For each query, we need to travel up the trie following the fail pointers, in order to collect all the valid names we have met, and find the maximum value.
#include <iostream>
#include <queue>
#include <set>
#include <unordered_map>
#include <vector>
using namespace std;
struct Node {
int idx = -1, fail = 0, children[26]{};
};
int main() {
int n, q;
cin >> n >> q;
vector<string> names(n + 1);
unordered_map<string, int> dict;
unordered_map<int, int> id_dict;
vector<set<pair<int, int>, greater<>>> heaps;
vector<int> suspicion(n + 1);
suspicion[0] = -1;
vector<Node> nodes = {Node{}};
int idx = 0;
for (int i = 1; i <= n; ++i) {
cin >> names[i];
if (dict.count(names[i])) {
heaps[dict[names[i]]].emplace(0, i);
id_dict[i] = dict[names[i]];
continue;
}
dict[names[i]] = idx;
id_dict[i] = idx;
heaps.push_back({{0, i}});
int p = 0;
for (char c : names[i]) {
if (!nodes[p].children[c - 'a']) {
nodes[p].children[c - 'a'] = nodes.size();
nodes.emplace_back(Node{});
}
p = nodes[p].children[c - 'a'];
}
nodes[p].idx = idx++;
}
queue<int> que, visited;
vector<bool> vis(nodes.size());
for (int u : nodes[0].children)
if (u)
que.push(u);
while (!que.empty()) {
int u = que.front();
que.pop();
for (int i = 0; i < 26; ++i) {
auto &v = nodes[u].children[i];
if (v) {
nodes[v].fail = nodes[nodes[u].fail].children[i];
que.push(v);
} else
v = nodes[nodes[u].fail].children[i];
}
}
string output;
auto query = [&](string &s) {
int ans = -1;
int p = 0;
int idx = 0;
while (idx < s.size()) {
char c = s[idx];
if (nodes[p].children[c - 'a']) {
p = nodes[p].children[c - 'a'];
if (!vis[p]) {
vis[p] = true;
que.push(p);
}
idx++;
} else {
p = nodes[p].fail;
if (!p)
idx++;
}
}
while (!que.empty()) {
int u = que.front();
que.pop();
visited.push(u);
if (nodes[u].idx != -1)
ans = max(ans, heaps[nodes[u].idx].begin()->first);
if (nodes[u].fail && !vis[nodes[u].fail]) {
vis[nodes[u].fail] = true;
que.push(nodes[u].fail);
}
}
while (!visited.empty()) {
vis[visited.front()] = false;
visited.pop();
}
output += to_string(ans) + "\n";
};
while (q--) {
int t;
cin >> t;
if (t == 1) {
int i, x;
cin >> i >> x;
heaps[id_dict[i]].erase({suspicion[i], i});
suspicion[i] = x;
heaps[id_dict[i]].emplace(suspicion[i], i);
} else {
string s;
cin >> s;
query(s);
}
}
cout << output;
}
Auto comment: topic has been updated by lucifer1004 (previous revision, new revision, compare).

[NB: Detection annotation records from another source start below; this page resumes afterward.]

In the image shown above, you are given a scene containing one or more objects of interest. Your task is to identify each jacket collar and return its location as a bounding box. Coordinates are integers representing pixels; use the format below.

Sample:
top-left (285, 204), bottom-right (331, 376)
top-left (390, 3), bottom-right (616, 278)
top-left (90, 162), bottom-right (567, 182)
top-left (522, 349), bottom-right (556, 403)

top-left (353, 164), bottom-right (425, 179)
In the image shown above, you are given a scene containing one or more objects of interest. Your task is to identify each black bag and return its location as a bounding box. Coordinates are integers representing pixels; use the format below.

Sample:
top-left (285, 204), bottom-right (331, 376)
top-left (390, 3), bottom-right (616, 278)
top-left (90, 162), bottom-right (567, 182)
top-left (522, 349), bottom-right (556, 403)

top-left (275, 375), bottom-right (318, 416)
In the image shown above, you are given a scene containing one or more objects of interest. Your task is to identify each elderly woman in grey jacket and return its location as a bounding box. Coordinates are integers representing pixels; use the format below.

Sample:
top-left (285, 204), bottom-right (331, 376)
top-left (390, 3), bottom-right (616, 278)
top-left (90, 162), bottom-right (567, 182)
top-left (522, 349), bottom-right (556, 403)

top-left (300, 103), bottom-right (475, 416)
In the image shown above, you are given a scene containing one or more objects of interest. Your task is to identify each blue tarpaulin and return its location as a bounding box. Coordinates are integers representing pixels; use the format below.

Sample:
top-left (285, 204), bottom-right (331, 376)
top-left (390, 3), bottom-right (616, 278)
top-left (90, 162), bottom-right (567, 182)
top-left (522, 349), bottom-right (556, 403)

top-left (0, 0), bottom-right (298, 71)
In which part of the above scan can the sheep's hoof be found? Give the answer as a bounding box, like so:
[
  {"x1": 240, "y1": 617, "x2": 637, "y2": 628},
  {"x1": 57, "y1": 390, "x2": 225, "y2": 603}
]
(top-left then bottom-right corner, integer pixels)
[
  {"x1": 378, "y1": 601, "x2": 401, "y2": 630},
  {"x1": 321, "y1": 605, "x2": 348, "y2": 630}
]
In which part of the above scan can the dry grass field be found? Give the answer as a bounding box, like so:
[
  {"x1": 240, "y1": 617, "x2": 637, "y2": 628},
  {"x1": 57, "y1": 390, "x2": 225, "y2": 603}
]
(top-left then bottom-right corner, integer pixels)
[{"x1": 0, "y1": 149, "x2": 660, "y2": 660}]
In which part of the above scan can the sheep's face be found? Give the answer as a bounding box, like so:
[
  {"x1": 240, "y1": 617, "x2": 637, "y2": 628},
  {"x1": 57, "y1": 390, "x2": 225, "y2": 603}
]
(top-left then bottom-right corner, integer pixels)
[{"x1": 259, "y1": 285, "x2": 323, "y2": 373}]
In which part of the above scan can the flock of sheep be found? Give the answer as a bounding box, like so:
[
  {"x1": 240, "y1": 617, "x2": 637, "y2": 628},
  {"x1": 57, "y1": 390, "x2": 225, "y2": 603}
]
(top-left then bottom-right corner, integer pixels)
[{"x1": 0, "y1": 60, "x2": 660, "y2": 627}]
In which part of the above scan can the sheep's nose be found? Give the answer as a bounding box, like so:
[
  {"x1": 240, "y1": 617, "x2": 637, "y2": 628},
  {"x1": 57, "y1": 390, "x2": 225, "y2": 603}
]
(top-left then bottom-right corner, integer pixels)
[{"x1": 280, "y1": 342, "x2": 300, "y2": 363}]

Nice job but can you tell me why time max = 2*n for question c ?
Because $$$a[i]\leq n$$$, suppose that we put out the first oven at $$$t=n$$$, then the last oven can be put out at $$$t=2n-1$$$. We will never use $$$t>2n$$$ because we can always reduce the total unpleasant values by replacing it with a smaller time.
can you explain solution for C in more detail please.
Auto comment: topic has been updated by lucifer1004 (previous revision, new revision, compare).
thx a lot!
Auto comment: topic has been updated by lucifer1004 (previous revision, new revision, compare).
G is just a template problem if you use SAM.